Die für Asyl zuständigen Landesräte haben sich bei einer außerordentlichen Konferenz im Innenministerium bei mehreren Themen zum Teil geeinigt. Die Zuverdienstgrenze für ukrainische Flüchtlinge wird angehoben und die vom Bund übernommene Pauschale für die Betreuung und Information in den Ankunftszentren wurde mit 190 Euro pro Person festgelegt.

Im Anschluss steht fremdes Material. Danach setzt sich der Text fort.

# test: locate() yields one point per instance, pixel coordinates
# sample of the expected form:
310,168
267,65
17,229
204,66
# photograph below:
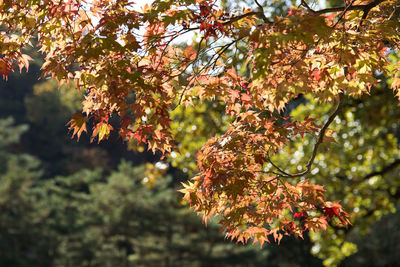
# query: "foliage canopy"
128,64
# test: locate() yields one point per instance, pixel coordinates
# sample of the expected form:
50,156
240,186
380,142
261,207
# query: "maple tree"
128,64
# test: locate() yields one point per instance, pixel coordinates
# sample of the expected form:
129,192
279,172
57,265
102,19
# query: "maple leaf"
78,124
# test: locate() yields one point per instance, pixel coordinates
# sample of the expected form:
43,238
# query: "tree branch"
319,141
365,8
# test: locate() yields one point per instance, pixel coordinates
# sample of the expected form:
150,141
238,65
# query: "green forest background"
70,203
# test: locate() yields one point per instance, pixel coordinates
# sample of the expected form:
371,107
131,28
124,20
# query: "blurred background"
70,203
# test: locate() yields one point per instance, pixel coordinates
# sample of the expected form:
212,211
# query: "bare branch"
318,143
355,7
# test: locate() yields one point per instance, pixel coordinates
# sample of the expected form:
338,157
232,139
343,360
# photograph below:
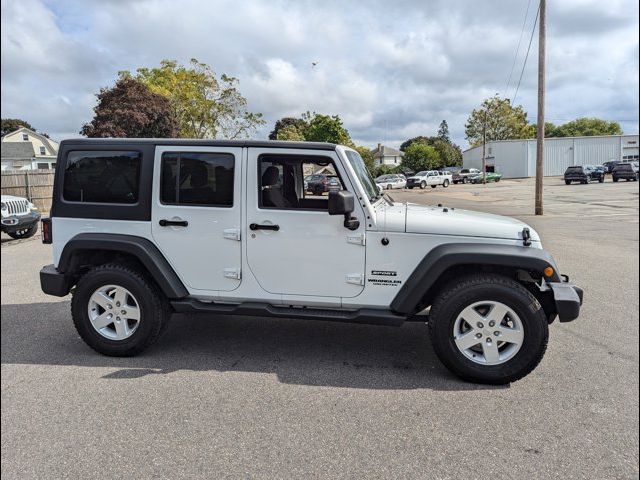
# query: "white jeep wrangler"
20,217
144,228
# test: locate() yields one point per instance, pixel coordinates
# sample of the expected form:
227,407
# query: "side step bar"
369,316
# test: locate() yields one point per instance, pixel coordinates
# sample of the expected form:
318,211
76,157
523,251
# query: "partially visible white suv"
20,217
431,178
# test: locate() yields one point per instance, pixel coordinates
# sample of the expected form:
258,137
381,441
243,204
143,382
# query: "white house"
517,158
25,149
387,156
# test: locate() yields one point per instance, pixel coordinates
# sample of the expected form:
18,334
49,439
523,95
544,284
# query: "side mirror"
342,203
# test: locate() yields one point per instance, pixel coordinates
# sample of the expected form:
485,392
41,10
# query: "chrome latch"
233,273
232,234
355,278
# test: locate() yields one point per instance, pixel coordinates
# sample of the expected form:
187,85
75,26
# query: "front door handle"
173,223
256,226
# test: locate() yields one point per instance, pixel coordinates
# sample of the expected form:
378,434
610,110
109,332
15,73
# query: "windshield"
369,185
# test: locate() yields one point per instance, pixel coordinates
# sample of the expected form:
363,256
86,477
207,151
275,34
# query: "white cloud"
391,70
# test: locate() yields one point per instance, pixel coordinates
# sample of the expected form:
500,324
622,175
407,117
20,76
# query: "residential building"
383,155
517,158
25,149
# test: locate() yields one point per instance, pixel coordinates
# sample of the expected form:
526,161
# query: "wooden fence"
34,185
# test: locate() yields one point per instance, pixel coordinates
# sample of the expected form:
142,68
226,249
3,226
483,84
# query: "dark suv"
320,183
583,174
625,171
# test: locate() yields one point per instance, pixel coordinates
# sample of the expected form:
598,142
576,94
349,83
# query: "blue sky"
391,70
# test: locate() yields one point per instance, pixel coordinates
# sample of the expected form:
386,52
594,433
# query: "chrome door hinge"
358,239
234,273
232,234
355,278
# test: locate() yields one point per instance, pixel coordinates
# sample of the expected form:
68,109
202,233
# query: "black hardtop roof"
197,142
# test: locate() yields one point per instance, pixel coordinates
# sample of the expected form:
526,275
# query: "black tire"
474,288
154,307
24,232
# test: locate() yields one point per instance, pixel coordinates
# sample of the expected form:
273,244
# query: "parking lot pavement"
255,398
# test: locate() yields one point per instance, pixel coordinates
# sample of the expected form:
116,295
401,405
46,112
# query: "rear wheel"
488,329
24,232
117,311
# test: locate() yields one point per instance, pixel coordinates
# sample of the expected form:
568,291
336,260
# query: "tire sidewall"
521,302
148,311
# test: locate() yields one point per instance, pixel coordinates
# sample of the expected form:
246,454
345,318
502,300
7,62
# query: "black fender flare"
141,248
448,255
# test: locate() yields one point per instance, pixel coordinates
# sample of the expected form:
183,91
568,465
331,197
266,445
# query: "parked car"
463,174
20,217
583,174
317,184
391,181
625,171
431,178
609,166
489,177
133,245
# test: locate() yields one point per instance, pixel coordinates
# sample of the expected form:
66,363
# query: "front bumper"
11,223
52,282
568,300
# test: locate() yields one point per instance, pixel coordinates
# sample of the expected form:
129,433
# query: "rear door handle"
256,226
173,223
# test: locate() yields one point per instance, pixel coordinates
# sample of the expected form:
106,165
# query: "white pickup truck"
432,178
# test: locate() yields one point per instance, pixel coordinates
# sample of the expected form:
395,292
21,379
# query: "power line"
527,55
515,57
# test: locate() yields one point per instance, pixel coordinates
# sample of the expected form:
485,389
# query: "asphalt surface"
253,398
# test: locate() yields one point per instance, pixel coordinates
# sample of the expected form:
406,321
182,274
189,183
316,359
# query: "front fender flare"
443,257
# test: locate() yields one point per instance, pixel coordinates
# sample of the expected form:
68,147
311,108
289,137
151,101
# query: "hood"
413,218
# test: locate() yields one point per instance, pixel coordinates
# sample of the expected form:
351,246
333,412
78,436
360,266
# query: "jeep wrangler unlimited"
144,228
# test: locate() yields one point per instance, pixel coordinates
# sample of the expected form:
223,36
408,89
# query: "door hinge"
355,278
234,273
359,239
232,233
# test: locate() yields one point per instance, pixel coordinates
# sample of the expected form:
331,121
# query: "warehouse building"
517,158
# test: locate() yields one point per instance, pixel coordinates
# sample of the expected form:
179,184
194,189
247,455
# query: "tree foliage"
130,109
499,120
419,156
583,127
204,105
12,124
288,123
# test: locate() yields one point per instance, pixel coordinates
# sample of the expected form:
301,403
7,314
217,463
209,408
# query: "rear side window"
194,178
102,177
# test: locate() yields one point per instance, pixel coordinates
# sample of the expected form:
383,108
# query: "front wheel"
24,232
117,311
488,329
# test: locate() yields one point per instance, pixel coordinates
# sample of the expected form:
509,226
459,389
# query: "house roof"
17,151
384,151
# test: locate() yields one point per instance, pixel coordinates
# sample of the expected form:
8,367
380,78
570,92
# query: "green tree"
443,131
130,109
325,128
204,105
12,124
297,123
419,156
499,119
586,127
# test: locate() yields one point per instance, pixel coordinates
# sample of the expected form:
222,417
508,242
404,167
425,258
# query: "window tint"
102,177
293,181
195,178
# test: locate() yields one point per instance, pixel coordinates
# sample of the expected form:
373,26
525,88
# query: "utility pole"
484,147
542,31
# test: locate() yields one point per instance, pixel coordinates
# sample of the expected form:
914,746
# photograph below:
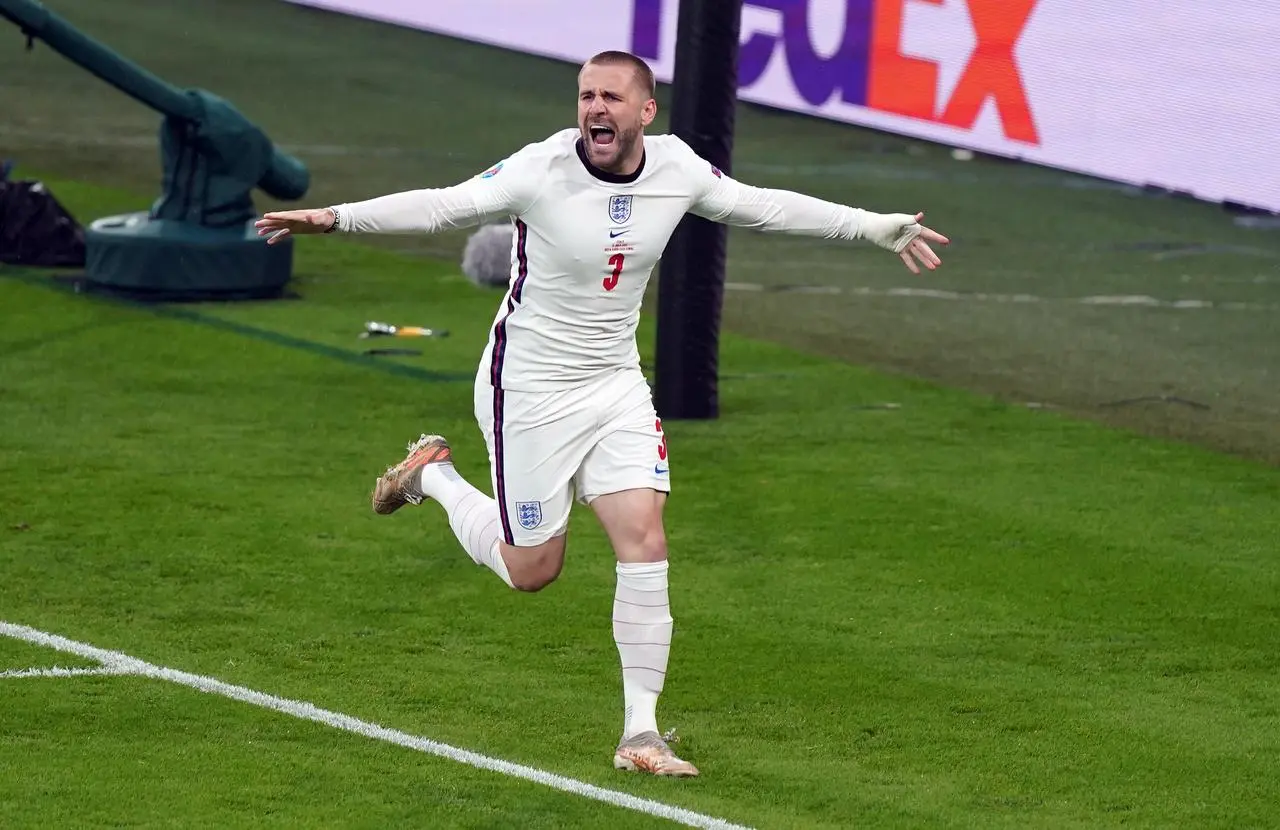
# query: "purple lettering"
647,28
816,77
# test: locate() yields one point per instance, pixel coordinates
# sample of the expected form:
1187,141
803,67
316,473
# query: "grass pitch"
896,605
949,611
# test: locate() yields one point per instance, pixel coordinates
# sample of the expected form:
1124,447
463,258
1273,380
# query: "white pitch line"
117,662
958,296
59,671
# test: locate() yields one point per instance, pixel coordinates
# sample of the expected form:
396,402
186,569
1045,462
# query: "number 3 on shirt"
611,282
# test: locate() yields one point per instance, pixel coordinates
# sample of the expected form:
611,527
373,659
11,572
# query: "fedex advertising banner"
1176,94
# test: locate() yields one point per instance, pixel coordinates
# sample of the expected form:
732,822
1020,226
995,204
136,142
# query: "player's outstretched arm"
462,205
730,201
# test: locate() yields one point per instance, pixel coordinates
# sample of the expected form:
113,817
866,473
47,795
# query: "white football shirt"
585,244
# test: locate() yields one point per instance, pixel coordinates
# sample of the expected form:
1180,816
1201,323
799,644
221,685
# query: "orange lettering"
896,83
992,69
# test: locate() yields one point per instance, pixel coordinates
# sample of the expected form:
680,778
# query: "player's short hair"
613,56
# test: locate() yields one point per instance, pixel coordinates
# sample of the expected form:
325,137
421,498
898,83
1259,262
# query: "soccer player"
560,396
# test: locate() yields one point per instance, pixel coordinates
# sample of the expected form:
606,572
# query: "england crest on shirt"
529,514
620,209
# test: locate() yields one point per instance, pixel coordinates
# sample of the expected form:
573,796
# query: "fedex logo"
869,68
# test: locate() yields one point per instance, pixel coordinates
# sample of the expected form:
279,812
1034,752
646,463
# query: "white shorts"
547,448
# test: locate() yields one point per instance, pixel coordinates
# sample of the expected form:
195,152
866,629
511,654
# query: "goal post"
691,270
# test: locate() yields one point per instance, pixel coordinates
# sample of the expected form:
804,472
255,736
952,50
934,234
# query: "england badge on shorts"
620,209
529,514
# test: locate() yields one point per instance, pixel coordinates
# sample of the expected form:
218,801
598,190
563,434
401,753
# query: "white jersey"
585,244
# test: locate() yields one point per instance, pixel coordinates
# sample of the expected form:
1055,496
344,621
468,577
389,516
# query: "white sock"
472,516
641,629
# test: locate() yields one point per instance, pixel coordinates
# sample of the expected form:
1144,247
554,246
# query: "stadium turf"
896,605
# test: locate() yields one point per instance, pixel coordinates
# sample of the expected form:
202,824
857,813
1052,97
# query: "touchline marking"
938,293
118,664
58,671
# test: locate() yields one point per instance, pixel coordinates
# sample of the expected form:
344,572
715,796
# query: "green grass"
955,612
373,109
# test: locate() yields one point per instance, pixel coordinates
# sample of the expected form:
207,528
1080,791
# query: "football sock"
641,629
472,516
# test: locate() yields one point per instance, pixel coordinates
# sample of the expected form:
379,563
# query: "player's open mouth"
602,135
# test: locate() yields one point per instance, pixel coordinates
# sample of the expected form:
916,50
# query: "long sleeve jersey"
585,244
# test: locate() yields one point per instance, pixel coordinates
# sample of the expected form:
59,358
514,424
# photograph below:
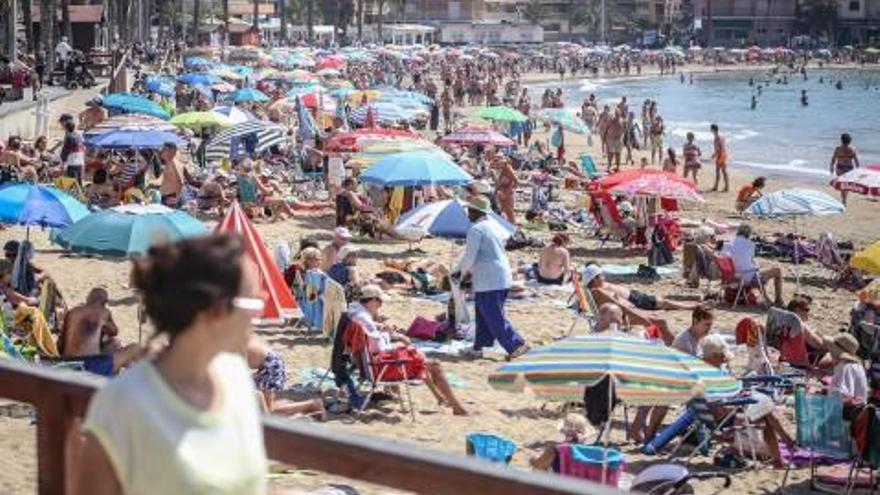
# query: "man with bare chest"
90,332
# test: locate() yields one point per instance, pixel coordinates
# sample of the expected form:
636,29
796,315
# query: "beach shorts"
412,365
99,364
272,376
643,300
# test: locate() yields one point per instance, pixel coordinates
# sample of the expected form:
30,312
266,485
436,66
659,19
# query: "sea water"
779,137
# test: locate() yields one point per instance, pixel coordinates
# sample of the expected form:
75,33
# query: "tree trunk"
282,13
360,19
28,21
66,29
310,20
197,17
47,33
380,4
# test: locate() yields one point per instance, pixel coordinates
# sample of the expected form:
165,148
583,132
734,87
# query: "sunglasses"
250,304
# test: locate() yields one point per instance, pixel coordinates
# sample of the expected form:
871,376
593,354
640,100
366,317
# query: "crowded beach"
415,243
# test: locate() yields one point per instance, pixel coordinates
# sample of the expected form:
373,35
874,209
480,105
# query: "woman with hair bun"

Innenminister Gerhard Karner (ÖVP) trat nach dem Treffen mit den SPÖ-Landesräten Peter Hacker aus Wien und Daniela Winkler aus dem Burgenland vor die Medien, und alle strichen die konstruktiven Gespräche und die Einstimmigkeit der Beschlüsse hervor. "Das habe ich schon anders erlebt", sagte Hacker.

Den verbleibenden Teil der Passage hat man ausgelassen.